These drivers — replacing human employment, and perhaps humans themselves — are, to put it mildly — not visions the public has bought into.

But these internal motivations are drowned out by the marketing AI pitch by which AI is sold to the public: “AI will solve [hunger/the environment/war/global warming]”. This leaves the people not “in the know” about AI progress — 99% of the population — not even thinking to use democracy to direct AI research towards a world the (average) person actually wants to live in.
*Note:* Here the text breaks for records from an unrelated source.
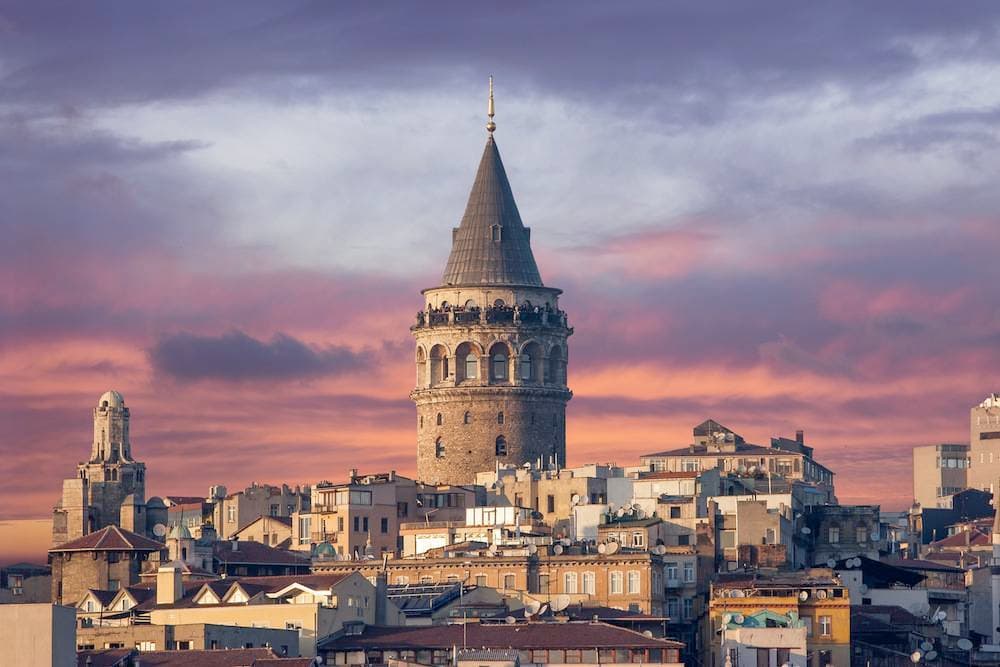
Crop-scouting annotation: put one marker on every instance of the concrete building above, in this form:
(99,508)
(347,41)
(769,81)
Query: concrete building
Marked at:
(362,517)
(234,511)
(984,444)
(814,600)
(939,472)
(37,634)
(24,583)
(715,446)
(106,560)
(490,346)
(110,487)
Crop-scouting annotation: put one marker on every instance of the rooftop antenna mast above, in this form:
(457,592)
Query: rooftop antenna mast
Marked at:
(491,126)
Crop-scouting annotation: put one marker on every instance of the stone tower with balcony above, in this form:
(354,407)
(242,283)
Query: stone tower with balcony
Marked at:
(491,345)
(110,487)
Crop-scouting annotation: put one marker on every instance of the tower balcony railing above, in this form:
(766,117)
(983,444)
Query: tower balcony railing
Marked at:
(529,315)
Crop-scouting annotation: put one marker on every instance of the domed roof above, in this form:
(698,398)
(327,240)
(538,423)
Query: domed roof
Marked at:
(111,399)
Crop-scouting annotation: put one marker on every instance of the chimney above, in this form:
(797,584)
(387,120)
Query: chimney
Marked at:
(169,587)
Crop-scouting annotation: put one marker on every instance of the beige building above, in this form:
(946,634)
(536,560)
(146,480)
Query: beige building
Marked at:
(939,472)
(110,487)
(984,445)
(38,634)
(490,346)
(106,560)
(363,516)
(234,511)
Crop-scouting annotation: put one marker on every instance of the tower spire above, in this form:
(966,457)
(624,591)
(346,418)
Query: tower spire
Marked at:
(490,126)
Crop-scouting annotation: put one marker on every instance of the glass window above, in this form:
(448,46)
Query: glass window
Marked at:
(633,582)
(616,583)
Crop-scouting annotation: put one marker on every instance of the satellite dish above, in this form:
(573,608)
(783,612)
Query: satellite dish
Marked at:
(560,602)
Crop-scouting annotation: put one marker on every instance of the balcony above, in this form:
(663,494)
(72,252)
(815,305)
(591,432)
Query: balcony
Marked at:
(502,315)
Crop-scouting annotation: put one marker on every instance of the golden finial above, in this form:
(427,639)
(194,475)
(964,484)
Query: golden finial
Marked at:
(490,126)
This is not particularly fair.

Marketed AI vs Profitable AI

To the public, the tech giants selling AI solutions (Google, Microsoft, and Apple) pitch visions of AI for good.

The public face of these advertising campaigns is usually brand advertising, perhaps pitching consumers on a software ecosystem (Android, iOS), but rarely selling any specific product. This makes it easy to sell the public a vision of the future in HDR, backed by inspirational hipster soundtracks.

You all know what I’m talking about — you’ve seen them on TV and in movie theaters — but the imagery is so honed, so heroic, that we should look at the pictures anyway.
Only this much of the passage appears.